Andri Jatikusumah, National Technical Adviser dari FAO ECTAD Indonesia menambahkan alasan kenapa Indonesia perlu mewaspadai ancaman penyakit hewan ASF. Di antaranya, sampai saat ini belum ditemukan vaksin anti-ASF dan tidak ada pengobatan apabila sudah terjadi kasus. Satu-satunya cara untuk mencegah penyebaran dan mengendalikan kasus apabila sudah terjadi adalah dengan cara memusnahkan babi-babi tersebut.
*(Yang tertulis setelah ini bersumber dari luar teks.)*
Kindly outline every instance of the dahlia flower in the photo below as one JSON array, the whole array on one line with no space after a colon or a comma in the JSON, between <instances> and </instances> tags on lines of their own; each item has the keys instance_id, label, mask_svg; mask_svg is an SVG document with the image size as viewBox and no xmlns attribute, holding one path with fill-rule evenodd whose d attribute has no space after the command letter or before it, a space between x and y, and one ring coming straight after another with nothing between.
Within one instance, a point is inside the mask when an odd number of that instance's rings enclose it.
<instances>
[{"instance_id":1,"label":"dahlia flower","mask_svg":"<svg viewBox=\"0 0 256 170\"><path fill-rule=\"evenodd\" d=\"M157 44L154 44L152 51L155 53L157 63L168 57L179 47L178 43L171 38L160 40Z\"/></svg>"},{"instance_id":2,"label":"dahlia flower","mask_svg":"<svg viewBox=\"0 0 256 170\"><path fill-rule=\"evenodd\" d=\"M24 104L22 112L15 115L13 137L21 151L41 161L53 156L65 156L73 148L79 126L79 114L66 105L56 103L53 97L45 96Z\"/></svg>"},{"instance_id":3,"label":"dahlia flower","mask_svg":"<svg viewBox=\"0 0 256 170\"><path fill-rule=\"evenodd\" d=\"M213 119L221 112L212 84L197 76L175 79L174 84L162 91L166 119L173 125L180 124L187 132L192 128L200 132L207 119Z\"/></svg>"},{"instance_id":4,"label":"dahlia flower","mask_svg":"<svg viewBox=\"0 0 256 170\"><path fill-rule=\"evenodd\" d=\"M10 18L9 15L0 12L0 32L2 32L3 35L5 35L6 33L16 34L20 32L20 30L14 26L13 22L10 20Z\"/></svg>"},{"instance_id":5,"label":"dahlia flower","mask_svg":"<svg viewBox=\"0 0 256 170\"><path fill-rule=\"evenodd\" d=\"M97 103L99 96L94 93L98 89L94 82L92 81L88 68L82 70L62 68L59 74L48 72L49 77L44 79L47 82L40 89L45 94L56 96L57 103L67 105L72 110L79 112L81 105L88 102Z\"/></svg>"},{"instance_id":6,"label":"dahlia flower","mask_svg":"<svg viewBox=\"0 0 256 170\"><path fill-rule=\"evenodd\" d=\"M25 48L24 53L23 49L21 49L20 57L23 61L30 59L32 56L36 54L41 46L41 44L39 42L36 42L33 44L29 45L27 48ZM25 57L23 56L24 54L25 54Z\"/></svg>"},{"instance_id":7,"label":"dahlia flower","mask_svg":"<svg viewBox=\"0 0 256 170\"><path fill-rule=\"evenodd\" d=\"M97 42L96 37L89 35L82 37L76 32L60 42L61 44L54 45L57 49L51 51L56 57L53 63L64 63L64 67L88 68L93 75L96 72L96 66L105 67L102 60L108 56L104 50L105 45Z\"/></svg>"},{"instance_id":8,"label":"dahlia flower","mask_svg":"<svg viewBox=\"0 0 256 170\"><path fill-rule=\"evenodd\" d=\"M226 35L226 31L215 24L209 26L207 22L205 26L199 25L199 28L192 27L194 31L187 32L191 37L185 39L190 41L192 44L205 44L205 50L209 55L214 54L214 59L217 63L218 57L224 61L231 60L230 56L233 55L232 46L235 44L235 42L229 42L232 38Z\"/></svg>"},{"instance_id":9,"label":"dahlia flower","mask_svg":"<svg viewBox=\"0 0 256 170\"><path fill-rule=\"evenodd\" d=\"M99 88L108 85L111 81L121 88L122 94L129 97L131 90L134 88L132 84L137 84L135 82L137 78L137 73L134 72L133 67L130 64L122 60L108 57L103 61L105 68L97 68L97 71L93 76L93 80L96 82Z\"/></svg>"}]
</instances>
Walaupun beberapa negara Eropa berhasil memberantas penyakit ini, namun sampai akhir Oktober 2018, sebaran penyakit ASF masih cukup banyak di dunia. Berdasarkan kajian analisa risiko, Indonesia harus mewaspadai kemungkinan masuknya ASF melalui pemasukan daging babi dan produk babi lainnya.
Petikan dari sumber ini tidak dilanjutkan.